El gran cañon

(si hoy escribo es porque estoy rota, no puedo estar más rota; y fíjate tú, echaba en falta estar tan rota para escribir tan libre) 

No, no es el Colorado. ¿Sabes? He llorado tanto para adentro, que he creado mar y este a su vez una erosión. Bueno, un mar exactamente no, ha llovido durante años y tantos años de agua hacen del mar un inmenso océano. Un océano dentro de mi, más allá de mi piel y mi pecho, más allá de la superficie, en mi fondo. El fondo de mi lo siento más superficial que nunca.

La erosión desgasta hasta las piedras, y he aquí una piedra desgastada y rojiza, rojiza por rabia y lucha. La lucha siempre parece llevar un color rojo, igual por eso es el color de las mujeres, del que nos desprendemos una vez al mes. Quizá, tal vez, todo tiene que ver. Soy mujer, soy  lucha y sangre, sangre porque no hay vida dentro de mi (ni la habrá).

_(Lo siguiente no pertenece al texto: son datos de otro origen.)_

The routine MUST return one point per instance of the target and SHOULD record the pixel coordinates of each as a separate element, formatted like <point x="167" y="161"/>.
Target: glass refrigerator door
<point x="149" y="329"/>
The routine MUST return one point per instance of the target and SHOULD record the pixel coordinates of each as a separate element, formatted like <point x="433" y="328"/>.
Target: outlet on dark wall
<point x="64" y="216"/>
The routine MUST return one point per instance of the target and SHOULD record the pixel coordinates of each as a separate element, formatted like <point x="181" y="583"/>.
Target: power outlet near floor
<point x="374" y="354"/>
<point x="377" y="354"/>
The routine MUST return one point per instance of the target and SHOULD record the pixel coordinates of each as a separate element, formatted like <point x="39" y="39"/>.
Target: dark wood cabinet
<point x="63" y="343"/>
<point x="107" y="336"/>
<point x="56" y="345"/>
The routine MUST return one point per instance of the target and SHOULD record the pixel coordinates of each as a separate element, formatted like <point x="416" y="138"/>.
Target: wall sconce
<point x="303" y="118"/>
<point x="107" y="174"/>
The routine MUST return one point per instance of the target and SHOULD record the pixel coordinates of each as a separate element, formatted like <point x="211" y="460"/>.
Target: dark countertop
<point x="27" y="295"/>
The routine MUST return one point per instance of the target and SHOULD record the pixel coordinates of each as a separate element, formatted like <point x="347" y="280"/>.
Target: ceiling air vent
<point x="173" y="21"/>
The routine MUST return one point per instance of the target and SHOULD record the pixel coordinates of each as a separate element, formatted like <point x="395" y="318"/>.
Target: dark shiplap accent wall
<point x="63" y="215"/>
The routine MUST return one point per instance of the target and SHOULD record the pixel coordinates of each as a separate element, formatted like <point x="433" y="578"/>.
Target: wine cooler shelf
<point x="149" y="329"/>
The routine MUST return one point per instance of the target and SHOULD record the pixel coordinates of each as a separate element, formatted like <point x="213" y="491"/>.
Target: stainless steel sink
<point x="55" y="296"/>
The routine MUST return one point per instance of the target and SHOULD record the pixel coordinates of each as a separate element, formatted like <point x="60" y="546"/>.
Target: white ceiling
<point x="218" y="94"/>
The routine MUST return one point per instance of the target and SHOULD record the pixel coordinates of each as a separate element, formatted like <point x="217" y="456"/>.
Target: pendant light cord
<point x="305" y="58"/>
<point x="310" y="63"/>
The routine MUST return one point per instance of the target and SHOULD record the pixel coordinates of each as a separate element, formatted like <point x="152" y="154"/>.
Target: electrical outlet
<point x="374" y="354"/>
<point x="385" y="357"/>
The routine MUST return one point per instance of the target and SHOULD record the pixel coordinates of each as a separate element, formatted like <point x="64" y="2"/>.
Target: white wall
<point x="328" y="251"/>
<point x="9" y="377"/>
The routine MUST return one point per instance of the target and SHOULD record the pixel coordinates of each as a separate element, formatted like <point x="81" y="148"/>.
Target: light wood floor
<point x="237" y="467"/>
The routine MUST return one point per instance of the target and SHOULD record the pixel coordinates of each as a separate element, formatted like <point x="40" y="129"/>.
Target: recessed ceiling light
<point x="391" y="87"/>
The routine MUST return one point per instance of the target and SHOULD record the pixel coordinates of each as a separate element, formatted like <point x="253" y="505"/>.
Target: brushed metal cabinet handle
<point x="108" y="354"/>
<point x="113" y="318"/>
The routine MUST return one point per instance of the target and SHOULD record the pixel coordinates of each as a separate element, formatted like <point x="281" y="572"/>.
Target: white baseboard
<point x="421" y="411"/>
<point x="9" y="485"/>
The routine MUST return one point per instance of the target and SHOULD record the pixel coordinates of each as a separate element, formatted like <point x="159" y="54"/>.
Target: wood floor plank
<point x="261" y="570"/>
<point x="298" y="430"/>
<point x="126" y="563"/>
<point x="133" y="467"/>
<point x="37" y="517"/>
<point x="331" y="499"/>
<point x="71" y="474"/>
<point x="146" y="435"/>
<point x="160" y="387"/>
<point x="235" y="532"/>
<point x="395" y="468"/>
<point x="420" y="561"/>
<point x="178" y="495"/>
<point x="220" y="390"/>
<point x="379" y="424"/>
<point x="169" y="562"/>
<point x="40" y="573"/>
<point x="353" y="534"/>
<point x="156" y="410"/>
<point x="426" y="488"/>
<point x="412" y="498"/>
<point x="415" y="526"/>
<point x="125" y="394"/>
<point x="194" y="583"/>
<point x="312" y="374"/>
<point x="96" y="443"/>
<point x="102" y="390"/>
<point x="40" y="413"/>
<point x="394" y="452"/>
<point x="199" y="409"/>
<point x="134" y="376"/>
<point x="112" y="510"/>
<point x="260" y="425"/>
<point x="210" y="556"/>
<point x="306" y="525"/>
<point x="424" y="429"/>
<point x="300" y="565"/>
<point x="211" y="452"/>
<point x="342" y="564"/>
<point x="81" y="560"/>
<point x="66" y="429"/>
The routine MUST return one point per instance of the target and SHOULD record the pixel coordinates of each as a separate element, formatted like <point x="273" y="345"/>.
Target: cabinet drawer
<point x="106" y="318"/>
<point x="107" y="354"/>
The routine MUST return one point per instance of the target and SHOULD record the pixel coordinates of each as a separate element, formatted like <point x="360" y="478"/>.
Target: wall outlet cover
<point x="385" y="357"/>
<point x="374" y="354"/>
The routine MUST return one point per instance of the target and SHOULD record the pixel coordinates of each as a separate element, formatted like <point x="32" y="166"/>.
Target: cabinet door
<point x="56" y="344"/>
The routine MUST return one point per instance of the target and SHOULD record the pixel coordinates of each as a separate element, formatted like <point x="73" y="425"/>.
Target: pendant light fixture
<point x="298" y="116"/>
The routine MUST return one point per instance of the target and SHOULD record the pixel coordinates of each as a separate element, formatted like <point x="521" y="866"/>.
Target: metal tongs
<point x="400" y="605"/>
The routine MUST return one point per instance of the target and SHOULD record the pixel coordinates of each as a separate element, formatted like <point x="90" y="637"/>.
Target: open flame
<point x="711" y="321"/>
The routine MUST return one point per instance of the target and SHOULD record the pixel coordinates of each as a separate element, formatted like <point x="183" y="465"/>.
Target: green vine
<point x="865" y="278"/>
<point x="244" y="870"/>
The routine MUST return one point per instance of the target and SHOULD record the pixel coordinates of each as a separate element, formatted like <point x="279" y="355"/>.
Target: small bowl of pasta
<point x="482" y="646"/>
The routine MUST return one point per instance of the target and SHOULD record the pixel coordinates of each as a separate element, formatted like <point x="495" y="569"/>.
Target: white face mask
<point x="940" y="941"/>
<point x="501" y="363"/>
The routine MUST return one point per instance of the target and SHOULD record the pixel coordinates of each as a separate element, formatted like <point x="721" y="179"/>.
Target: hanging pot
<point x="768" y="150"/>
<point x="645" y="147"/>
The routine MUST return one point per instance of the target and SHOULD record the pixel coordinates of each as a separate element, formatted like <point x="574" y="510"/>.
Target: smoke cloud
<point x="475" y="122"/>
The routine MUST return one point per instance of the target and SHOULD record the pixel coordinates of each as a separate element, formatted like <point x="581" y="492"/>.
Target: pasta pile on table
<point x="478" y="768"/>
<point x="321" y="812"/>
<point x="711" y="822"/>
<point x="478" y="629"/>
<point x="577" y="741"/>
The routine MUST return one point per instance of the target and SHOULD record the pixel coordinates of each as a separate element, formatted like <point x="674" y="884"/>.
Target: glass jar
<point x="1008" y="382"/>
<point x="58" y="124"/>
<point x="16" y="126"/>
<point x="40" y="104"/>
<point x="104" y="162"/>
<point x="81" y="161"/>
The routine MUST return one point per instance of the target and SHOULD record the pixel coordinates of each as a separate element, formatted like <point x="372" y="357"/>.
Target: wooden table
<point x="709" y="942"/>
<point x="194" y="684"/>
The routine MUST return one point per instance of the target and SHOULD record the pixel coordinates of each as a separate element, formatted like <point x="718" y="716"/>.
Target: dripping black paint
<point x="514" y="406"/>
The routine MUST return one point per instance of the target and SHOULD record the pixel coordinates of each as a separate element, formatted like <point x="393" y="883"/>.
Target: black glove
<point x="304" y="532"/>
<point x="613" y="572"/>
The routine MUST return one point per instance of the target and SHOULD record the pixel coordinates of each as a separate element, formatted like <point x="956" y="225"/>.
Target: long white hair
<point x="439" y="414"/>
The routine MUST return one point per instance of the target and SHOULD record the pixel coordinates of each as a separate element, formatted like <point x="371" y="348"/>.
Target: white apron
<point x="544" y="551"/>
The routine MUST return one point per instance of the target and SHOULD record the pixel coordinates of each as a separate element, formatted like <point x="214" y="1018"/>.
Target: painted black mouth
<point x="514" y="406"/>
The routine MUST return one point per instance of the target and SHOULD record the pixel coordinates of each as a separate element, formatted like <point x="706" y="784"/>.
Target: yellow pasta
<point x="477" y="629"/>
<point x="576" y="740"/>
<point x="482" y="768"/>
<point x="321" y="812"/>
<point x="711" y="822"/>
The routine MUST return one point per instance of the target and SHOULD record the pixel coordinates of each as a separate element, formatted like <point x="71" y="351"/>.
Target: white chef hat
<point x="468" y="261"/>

Después tanta lluvia tengo el alma seca, y desnuda. Tengo un gran cañón por alma, vacío y rojo. He vivido la erosión en mi piel y en mi cabeza y aún quema, quema el fluir de los recuerdos, quema haber vivido tan poco tiempo y tener tanto que contar. Y aún así aprecio cada latido, cada ir y venir de mi existir. Aprecio cada gota de mi, cada surco erosionado, cada trozo de mi que un día fue piedra y éste mi océano arrasó con ello.

Efectivamente, he acabado conmigo misma. ¿Pero sabes qué? En el gran cañón siempre amanece, siempre se ve surgir el sol y espero el amanecer, pero lo hago amando a la luna. No hay que temer la noche, hay que abrazar la oscuridad, sentirla nuestra porque todos tenemos algo de ella dentro. Y no tan dentro. Un día comprendí que si tenía que amarme debía empezar por lo más temido de mi, mi oscuridad. Entonces empecé por ahí, empecé por mis miedos.

Y aún no he acabado de amarlos, como tampoco he encendido la luz.